Re: [PATCH v4 00/14] mpt3sas driver NVMe support:

2017-09-25 Thread Martin K. Petersen

Hi Suganath,

> Also, Making all PRP buffer may or may not need FW changes (assuming
> it is possible.), we may end up into multiple FW version check.

I don't understand how submitting an I/O that is guaranteed to honor the
constraints of the target NVMe drive could possibly cause problems for
the controller firmware. Quite the contrary, it's the best case
scenario.

> Since this is main IO path and current driver is following H/W
> limitation, we should avoid any changes in this area until and unless
> change is universal acceptable in FW (for all type of work load).

This is why you need to involve the Linux community early in the design
process and not when your implementation is complete.

We could have told you right away what the correct approach would be for
your Linux driver. And that said approach works for products from other
vendors so we see no compelling reason to deviate from it.

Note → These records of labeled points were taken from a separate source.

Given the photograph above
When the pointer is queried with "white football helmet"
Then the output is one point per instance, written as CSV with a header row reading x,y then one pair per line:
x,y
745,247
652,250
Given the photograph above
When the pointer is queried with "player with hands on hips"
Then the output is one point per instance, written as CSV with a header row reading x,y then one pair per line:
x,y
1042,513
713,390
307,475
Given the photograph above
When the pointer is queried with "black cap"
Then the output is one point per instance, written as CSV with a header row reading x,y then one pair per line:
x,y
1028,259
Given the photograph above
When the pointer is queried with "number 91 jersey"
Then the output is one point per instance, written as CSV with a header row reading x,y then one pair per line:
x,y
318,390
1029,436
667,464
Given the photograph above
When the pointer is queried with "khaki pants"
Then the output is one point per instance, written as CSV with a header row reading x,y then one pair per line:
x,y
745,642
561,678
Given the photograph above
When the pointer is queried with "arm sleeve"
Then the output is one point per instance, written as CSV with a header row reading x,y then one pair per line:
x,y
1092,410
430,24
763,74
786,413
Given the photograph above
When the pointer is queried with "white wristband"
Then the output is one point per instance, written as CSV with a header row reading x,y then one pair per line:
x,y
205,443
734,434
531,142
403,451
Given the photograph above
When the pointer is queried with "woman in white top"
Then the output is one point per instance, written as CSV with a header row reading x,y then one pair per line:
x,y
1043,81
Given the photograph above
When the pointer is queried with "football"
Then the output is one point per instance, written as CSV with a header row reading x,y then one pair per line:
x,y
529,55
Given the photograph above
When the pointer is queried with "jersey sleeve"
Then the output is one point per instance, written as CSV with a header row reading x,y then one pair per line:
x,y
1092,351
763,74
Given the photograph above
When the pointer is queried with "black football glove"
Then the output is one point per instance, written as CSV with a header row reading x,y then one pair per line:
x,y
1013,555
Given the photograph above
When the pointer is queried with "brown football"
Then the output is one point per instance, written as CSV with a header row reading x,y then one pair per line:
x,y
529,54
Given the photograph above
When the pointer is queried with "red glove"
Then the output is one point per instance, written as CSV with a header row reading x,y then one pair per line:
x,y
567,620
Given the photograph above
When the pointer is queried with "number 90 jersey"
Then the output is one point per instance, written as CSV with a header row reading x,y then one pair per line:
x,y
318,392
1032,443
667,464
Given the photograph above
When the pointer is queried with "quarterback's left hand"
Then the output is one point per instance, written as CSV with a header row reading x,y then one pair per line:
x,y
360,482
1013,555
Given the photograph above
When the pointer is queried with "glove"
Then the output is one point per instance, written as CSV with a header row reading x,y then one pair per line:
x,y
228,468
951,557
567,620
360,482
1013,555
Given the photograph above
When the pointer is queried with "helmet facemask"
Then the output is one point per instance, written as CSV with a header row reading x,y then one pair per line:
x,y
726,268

As evidenced by Broadcom disowning the legacy mpt and megaraid drivers,
I will be stuck maintaining this mpt3sas code for a decade or more. Long
after Broadcom has ended official support and moved on to different
ASICs and programming interfaces. Consequently, I am very heavily biased
towards solutions that leverage the shared interfaces provided by the
kernel and that don't have special cases and workarounds inside the
driver.

-- 
Martin K. Petersen  Oracle Linux Engineering


Re: [PATCH v4 00/14] mpt3sas driver NVMe support:

2017-09-18 Thread Suganath Prabu Subramani
Hi Martin,

On Fri, Sep 15, 2017 at 6:37 AM, Martin K. Petersen
 wrote:
>
> Suganath,
>
>> Is there any update on the submitted mpt3sas patches.
>
> We are waiting for you to report back your findings on PRP vs. SGL.

We are working on this, since there is h/w dependent, we are in
discussion with H/W & F/W team and doing experiments. If there is no
impact, and if SGL translation has to be removed, this change has to
go through some phase of testing, before we post it to upstream, since
that is not inline with H/W requirement.

The hardware translation of IEEE SGL to NVMe PRPs has limitation.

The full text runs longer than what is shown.